For p=q=1/2 this translates nicely into an approximation for the binomial distribution by the normal distribution (the +1/2 is a continuity correction):

\binom{n}{k}\approx{}2^{n}N(\frac{n}{2},\frac{n}{4})(k)

and therefore

\mbox{(A)}\quad \sum_{k=0}^{m}\binom{n}{k}\approx{}2^{n}\int_{-\infty}^{m+\frac{1}{2}}N(\frac{n}{2},\frac{n}{4})(x)dx

This appears to be correct. I am trying to solve a problem for which I need

\sum_{k=0}^{m}k\binom{n}{k}

and I am wondering what would keep me from reasoning in analogy to (A) so that

\mbox{(B)}\quad \sum_{k=0}^{m}k\binom{n}{k}\approx{}2^{n}\int_{-\infty}^{m+\frac{1}{2}}xN(\frac{n}{2},\frac{n}{4})(x)dx

Unfortunately, when I use (B) I get some very counter-intuitive results (too complicated to expand on them here).

Homework Equations

see above

The Attempt at a Solution

see above

 

[micromass]

Hi stlukits!

Let X have the binomial(n,1/2) distribution, and let Z have the normal(0,1) distribution. Let

Y_n=\frac{X-n/2}{\sqrt{n/4}}

What you are using is that Y_n converges in distribution to Z. This is correct and yields the good results you're getting.

However, after that you use something like

E[f(Y_n)]\rightarrow E[f(Z)]

For

f(x)=\left\{\begin{array}{c}x~\text{if}~x\leq m\\ 0~\text{if}~x>m\end{array}\right.
However, this does not need to hold if you only know convergence in distribution. By Portmanteau theorem, this only holds for functions f with certain properties (like boundedness, which this function f is not).

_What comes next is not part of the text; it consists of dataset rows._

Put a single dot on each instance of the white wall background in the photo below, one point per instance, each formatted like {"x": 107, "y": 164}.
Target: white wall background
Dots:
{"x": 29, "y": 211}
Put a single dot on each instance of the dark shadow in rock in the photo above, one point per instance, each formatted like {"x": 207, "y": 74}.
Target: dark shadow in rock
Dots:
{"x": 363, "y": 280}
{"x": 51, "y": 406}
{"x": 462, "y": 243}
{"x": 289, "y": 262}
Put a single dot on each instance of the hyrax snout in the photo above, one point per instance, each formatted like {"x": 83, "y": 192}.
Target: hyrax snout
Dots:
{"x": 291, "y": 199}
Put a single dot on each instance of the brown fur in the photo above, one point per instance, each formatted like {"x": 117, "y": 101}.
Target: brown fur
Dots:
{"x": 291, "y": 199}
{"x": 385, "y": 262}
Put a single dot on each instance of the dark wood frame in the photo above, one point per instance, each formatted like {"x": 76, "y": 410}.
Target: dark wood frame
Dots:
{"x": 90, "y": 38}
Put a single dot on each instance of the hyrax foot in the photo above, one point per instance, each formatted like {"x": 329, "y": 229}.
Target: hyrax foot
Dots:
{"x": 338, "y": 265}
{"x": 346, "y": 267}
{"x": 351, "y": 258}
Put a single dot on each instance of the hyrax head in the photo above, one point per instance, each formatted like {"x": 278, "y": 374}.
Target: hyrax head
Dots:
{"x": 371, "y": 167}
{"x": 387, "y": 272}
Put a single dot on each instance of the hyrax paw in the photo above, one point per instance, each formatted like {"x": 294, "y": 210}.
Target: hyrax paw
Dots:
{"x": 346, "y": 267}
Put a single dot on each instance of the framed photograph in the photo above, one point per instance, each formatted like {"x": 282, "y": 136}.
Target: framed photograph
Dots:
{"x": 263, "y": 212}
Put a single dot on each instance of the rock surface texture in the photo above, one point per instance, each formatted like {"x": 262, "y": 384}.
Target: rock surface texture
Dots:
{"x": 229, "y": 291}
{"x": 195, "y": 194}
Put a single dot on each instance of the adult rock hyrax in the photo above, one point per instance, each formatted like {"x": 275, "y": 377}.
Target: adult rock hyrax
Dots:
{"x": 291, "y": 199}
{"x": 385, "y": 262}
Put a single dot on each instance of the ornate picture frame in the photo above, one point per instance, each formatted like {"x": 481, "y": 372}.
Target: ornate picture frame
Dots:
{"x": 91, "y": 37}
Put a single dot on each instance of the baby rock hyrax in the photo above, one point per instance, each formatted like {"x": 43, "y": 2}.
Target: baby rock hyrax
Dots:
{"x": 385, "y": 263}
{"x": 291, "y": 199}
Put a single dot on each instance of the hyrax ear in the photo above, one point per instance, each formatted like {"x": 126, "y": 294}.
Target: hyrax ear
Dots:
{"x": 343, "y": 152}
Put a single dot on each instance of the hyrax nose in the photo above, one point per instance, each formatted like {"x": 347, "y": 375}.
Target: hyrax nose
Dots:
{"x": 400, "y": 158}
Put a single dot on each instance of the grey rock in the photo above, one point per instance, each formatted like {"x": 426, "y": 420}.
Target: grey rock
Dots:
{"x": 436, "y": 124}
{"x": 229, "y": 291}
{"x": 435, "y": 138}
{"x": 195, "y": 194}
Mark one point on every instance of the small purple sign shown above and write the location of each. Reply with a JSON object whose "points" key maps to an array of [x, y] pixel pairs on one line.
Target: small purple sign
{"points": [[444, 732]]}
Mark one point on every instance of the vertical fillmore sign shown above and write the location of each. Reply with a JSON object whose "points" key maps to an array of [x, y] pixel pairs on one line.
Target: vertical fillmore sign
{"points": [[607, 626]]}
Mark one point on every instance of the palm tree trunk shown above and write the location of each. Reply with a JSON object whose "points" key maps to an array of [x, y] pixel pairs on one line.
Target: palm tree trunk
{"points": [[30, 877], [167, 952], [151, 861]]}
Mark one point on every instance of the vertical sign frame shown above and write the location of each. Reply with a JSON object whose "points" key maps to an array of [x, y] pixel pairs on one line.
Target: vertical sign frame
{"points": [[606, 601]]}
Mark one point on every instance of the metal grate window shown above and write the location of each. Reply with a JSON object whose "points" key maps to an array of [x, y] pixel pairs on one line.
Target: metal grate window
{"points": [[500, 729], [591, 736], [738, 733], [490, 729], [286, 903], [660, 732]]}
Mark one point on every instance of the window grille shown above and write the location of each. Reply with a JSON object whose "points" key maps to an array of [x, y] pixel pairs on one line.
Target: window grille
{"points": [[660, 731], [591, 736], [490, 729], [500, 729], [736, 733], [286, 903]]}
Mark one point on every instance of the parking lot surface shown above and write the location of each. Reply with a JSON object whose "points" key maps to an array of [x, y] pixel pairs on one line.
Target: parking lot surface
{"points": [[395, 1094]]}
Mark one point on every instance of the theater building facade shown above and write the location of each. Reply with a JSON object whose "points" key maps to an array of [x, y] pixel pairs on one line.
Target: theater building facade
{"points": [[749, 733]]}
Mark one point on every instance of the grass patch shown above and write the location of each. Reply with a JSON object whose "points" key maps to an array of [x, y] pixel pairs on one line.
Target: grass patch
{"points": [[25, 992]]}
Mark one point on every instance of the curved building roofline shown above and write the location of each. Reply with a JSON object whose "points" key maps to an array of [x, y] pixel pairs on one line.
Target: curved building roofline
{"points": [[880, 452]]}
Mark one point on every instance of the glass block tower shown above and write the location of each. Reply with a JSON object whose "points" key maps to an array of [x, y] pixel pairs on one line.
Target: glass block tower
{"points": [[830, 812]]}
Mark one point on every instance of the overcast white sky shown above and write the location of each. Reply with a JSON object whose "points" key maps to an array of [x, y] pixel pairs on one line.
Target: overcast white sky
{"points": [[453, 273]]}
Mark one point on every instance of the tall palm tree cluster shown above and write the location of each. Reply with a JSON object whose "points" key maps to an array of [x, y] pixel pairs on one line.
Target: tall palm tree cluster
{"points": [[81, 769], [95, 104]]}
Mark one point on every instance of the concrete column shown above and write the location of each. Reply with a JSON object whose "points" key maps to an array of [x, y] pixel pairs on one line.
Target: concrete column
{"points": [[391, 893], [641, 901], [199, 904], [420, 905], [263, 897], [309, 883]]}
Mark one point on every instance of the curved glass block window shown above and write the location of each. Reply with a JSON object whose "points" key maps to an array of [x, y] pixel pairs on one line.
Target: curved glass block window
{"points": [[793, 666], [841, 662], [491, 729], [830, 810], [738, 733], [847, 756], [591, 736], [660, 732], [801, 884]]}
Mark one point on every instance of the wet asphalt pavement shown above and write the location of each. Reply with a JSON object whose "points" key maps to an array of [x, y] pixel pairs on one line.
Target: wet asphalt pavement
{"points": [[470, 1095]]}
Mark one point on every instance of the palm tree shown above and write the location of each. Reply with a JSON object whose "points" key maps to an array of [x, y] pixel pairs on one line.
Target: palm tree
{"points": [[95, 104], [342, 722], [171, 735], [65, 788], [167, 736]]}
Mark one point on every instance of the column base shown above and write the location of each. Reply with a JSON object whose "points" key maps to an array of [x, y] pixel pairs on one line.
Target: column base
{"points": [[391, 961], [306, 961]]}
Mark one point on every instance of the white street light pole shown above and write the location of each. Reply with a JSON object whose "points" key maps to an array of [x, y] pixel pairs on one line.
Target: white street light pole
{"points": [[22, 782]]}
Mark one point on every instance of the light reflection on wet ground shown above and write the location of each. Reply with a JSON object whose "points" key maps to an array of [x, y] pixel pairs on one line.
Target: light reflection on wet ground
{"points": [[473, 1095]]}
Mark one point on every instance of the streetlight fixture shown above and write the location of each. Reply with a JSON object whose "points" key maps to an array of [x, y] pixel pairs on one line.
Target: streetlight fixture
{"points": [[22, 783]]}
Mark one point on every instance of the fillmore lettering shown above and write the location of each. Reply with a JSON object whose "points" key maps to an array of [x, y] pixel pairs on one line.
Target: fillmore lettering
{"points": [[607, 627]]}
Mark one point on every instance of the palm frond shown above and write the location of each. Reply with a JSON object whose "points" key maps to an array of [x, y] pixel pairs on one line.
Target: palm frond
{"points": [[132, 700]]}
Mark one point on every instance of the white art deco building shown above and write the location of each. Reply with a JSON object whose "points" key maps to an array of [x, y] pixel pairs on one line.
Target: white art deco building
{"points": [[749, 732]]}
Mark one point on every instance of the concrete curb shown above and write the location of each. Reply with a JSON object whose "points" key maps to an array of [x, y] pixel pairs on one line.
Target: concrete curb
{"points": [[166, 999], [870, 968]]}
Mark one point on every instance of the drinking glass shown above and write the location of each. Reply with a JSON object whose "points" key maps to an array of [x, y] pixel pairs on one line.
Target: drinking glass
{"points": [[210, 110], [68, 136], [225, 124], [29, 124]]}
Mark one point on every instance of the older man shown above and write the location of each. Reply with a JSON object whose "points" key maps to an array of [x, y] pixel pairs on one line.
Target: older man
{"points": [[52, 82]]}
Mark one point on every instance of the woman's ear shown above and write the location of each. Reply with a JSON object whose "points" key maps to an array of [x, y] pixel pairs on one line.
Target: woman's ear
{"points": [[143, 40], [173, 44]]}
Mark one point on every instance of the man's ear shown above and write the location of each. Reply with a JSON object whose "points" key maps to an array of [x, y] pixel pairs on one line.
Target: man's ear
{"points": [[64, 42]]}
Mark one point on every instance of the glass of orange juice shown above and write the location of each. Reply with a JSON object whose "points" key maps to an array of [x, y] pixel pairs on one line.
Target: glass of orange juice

However, not all is lost. You can do

\binom{n}{k}=\frac{n}{k}\binom{n-1}{k-1}

and thus

\sum_{k=1}^m{k\binom{n}{k}}=n\sum_{k=1}^m{\binom{n-1}{k-1}}

And now you can apply formula A again (which DOES work well!)

 

[noowutah]

Simple and brilliant. I'll try it. And thanks for explaining why (A) is legit.